见她还在迟疑,我轻叹一声,看向那启悟沉声道:“既然不想告诉我们,那我们也不冒险处理这件事情了,那启悟,我们走吧。”
话毕后我便将胸针放在茶几上,大步朝房门口走去。
刚来到门口,手还未触碰到门把手的时候,郭可言突然疾步奔来,拦住我们的去路,面色紧张喊道:“方先生,我说我说,求求你们别走。”
“行吧。”我点头,折回身子又重新来到沙发前坐了下来。
郭可言手足无措的坐在我们对面,紧张问:“方先生,不知道你想问什么?”
我直接便将话题挑明了,一字一句问道:“郭可言,这套房子除了你之外,还有谁居住过?”
郭可言犹豫起来,不自然避开我的目光,可还是摇头:“没有了,就我一个人。”
“当真?”我声音逐渐冰冷起来,盯着她的双眼,让她没有办法避开我的目光。
那启悟嗤之以鼻笑了出来,冷哼道:“郭可言,你真以为我们俩是干饭的吗?让你老实交代是想给你一个台阶下来,别把我们俩当智障一样,不然对你可没什么好处。”
那启悟的话让郭可言一颤,她目光开始游离起来,在我们俩身上扫来扫去很长时间,最终才妥协叹息道:“方先生,那先生,是我欺骗了你们,不过我也不是故意要骗你们的,我是有苦衷的。”
“苦衷?”那启悟讥讽笑道:“你有什么苦衷,让你连命都不要了?”
“我……”郭可言突然停顿下来,最终深深吸了口气,似乎下定了很大决心一样,沮丧道:“其实我是小三。”
那启悟突然对我挑眉笑道:“大兄弟,看到了吧,和我说的一样。”
我的眼睛逐渐眯了起来,那启悟说的时候我也有所怀疑,可这番话被郭可言说出来,让我有点三观颠覆的感觉。
“你们都已经知道了?”郭可言诧异起来。
我点头:“从我们进入小区的那一刻就知道了,我们之所以没有将这个话题挑破,是想让你亲口告诉我们。”
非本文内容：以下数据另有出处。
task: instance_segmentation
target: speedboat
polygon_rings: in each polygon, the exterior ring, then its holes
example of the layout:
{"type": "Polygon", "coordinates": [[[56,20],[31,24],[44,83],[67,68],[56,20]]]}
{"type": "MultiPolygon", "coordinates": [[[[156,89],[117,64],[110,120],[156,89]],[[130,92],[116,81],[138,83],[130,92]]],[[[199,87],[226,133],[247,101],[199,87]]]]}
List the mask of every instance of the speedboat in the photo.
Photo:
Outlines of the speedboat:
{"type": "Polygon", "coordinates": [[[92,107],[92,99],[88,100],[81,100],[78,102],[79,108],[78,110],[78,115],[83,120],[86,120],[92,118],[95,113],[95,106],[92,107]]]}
郭可言脸颊通红起来,手足无措的坐在对面,沉默许久才实话实说道:“这套房是包养我的人买来的,他是一家公司老板,常年在外面出差,一个月才回来一次。”
“然后呢?”那启悟点头催促:“除了这个老板,应该还有一个人吧。”
郭可言目光骤然变得震惊起来,也没有再去隐瞒,轻声说道:“这个人是我男朋友。”
“你男朋友。”原本还雷打不动的我听到男朋友这三个字,只感觉耳边天雷滚滚,世界观在瞬间颠覆了个彻底。
而此刻别说是我了,就连身为渣男的那启悟也露出错愕之色,上下打量着郭可言吃惊问:“你男朋友知道你做小三?还他娘没有拦着你?”
“嗯。”郭可言点头,神色悲伤说:“其实我之所以做小三,就是我男朋友的意思。”
“我靠!”那启悟猛地在大腿上拍了一下,怪叫起来:“这世界也太他娘的疯狂了吧,这小子该不会让你傍大款,自己好吃软饭吧?”
“那启悟!”我断喝一声,郭可言的神色如同悲痛,显然也讨厌身为小三的自己,这话要是说的太明白了,必然会让郭可言从讨厌自己演变成痛恨自己,保不准会走向极端,做出一些伤害自己的事情。
在我的一个劲儿使眼色下,那启悟眼睛滴溜溜转悠了一圈,急忙赔笑道:“郭可言,刚才我是无心的,你也别过分去寻思。”
郭可言露出会心的笑容:“放心吧,以前我或许会介意,但现在我已经不介意了。”
该搞明白的事情都已经搞明白了,我看向胸针低声问:“那如果没猜错的话,将胸针放在马桶水箱的人,应该就是你男朋友吧?”